Netherlands–Singapore relations refers to the bilateral relations between the Kingdom of the Netherlands and the Republic of Singapore. Upon Singapore's declaration of independence in August 1965, the Netherlands recognized Singapore as a sovereign state and established diplomatic relations with it, becoming one of the first European countries to do so. The Netherlands maintains its embassy in Singapore, while Singapore is represented in the Netherlands through its embassy in Brussels, Belgium.

==History==
Trade relations between the Netherlands and Singapore began in the 19th century. In 1819, when Stamford Raffles founded Singapore, the Netherlands was dissatisfied, as it claimed Singapore was within its purview and wanted the United Kingdom to withdraw from Singapore. The United Kingdom did not withdraw and instead signed the Anglo-Dutch Treaty of 1824 with the Netherlands, through which the Netherlands recognized the occupation of the United Kingdom in Singapore.

In 1961, the government of Singapore appointed Albert Winsemius, a Dutch economist, to serve as Chief Economic Adviser until 1984. On August 9, 1965, Singapore was expelled by Malaysia and declared independence. The Netherlands established diplomatic relations with Singapore on December 7, 1965, becoming one of the first European countries to do so.

Between January 23 and 25, 2013, Queen Beatrix of the Netherlands visited Singapore and met with President Tony Tan and Prime Minister Lee Hsien Loong. During the state banquet, Tan stated, "Indeed, the Netherlands is not only one of Singapore's first friends, but also one of our most steadfast friends. Today, this friendship continues to endure and flourish, underpinned by our shared interests as small, outward-oriented and forward-looking countries". During the visit, the two sovereigns discussed ways to increase cooperation between the nations.

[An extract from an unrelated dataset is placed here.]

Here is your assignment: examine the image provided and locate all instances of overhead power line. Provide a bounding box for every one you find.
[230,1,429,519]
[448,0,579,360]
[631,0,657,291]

The Netherlands promised to give strong support towards the free-trade agreement between Singapore and the European Union.

==Trade relations==
The Netherlands was the most important trade partner of Singapore in the European Union in 2015. In 2015 it was reported that more than 1,000 Dutch companies have set up offices in Singapore, and nearly 100 Singaporean companies conduct their European operations through offices in the Netherlands. In 2009, the Netherlands was the second largest investor in Singapore, with investments totalling more than 50 billion Singapore dollars. Singaporean investments in the Netherlands totalled 3.1 billion Singapore dollars.

In 2012, Singapore exported products worth 4.68 billion US dollars to the Netherlands, while the Netherlands exported products worth 6.59 billion US dollars to Singapore. Products exported from Singapore to the Netherlands included chemical products, machines, and refined petroleum, while the Netherlands mainly exported refined petroleum to Singapore.

==Military relations==
The Singapore Armed Forces and the Armed forces of the Netherlands cooperate through the organization of military training courses, joint visits, and professional exchanges.

The Royal Netherlands Navy commander, Vice Admiral Jan-Willem Kelder visited Singapore between January 16 and January 18, 2007. He met with Minister of Defence Teo Chee Hean and toured the Changi Naval Base.